Он оглянулся, разыскивая глазами окликнувшего, долго тряс мне руку, пристально вглядываясь в лицо:
–Я вас не помню, молодой человек. Откуда, интересно, ви меня знаете?
–Я из Черновцов, и вы мне играли день рождения. Тогда я был студент.
–Ви что, из Черновицых?– в глазах Соломончика появился интерес.– И давно оттуда?
–Года два…
–И шо, как там теперь? Говорят, там независимость и перемены?
–В общем – да. Там теперь Кишинев.
–?
Лицо Соломончика сделало удивление.
Потом он улыбнулся.
– А, до меня дошло! Я, кажется, понял шо вы мне имели сказать! Ну, что ж, все меняется,– он покачал головой.– А ви знаете, я все еще играю музыку,– видно было, что Соломончику хочется поговорить,– хотя болит плечо и сводит пальцы, у меня таки неплохо выходит! Если есть возможность заработать пару шекелей – почему бы и нет? Как вы думаете?
–Конечно,– я кивнул головой и посмотрел на часы.
Из автобуса уже махали, торопили на посадку.
–Ви торопитесь? Ах, сейчас все куда-то торопятся. Ну, что же, идите. Я только хочу спросить – зачем ви сюда? Ви же, похоже, не еврей. Шо ви там у себя натворили?
–Я в Иерусалим и Вифлеем. По святым местам…
–А, это хорошо. Хорошо, что вы помните своего Бога, и решили его навестить.

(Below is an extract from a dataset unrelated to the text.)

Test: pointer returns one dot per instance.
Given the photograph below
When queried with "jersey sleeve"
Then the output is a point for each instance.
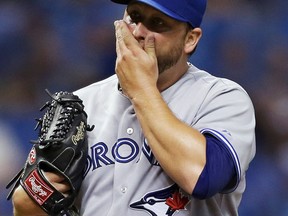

Идите,– Соломончик протянул на прощанье сухонькую руку,– и пусть ваша дорога будет ровной.
На входе в автобус я оглянулся.
Соломончик не смотрел мне вслед, Соломончик стоял на том же месте, где я его оставил и прикладывал платочек к глазам.
Наверное, в глаз попала соринка.
***
Даже если вам не повезло, и вы не родились и не жили в таком городе, как Черновцы; если ваш организм не потерял нюх, слух и все остальное; если вы уже взрослый порядочный человек и окончательно не утратили ощущение времени – сделайте остановку и устройте себе вечер.
И вовсе не обязательно, чтобы он состоялся непременно в роскошном особняке с диванами из кожи, мраморным камином, и бронзовыми часами с боем.
Даже если всего этого нет и, никогда не будет, все равно, зажгите свечу, налейте себе хорошего вина, и включите музыку.
Иногда я так делаю.
Когда уходит на покой день и уже близится к ночи вечер, когда засыпают жена и беспокойные дети, я устраиваюсь поуютнее в гостиной, тихонечко ставлю аккордеон Ковтуна, и думаю о своей жизни.
Ее надо вспоминать, эту жизнь, какая бы она ни была, особенно если она уже долгая, такая, когда лица близких и родных уже нечетко и смутно; список в церкви за здравие все короче, а за упокой все длиннее.
И ничего страшного, если воспоминания о прошлом немножечко расстроят ваши нервы, и нечаянная слеза капнет в бокал с вином.
Прав Соломончик, когда говорил, что все меняется. Но, мне бы хотелось, чтобы все происходило не так скоро.
*Вообще-то, Моня – сокращенное от Моисей, но у Амчиславских по этому поводу было свое мнение.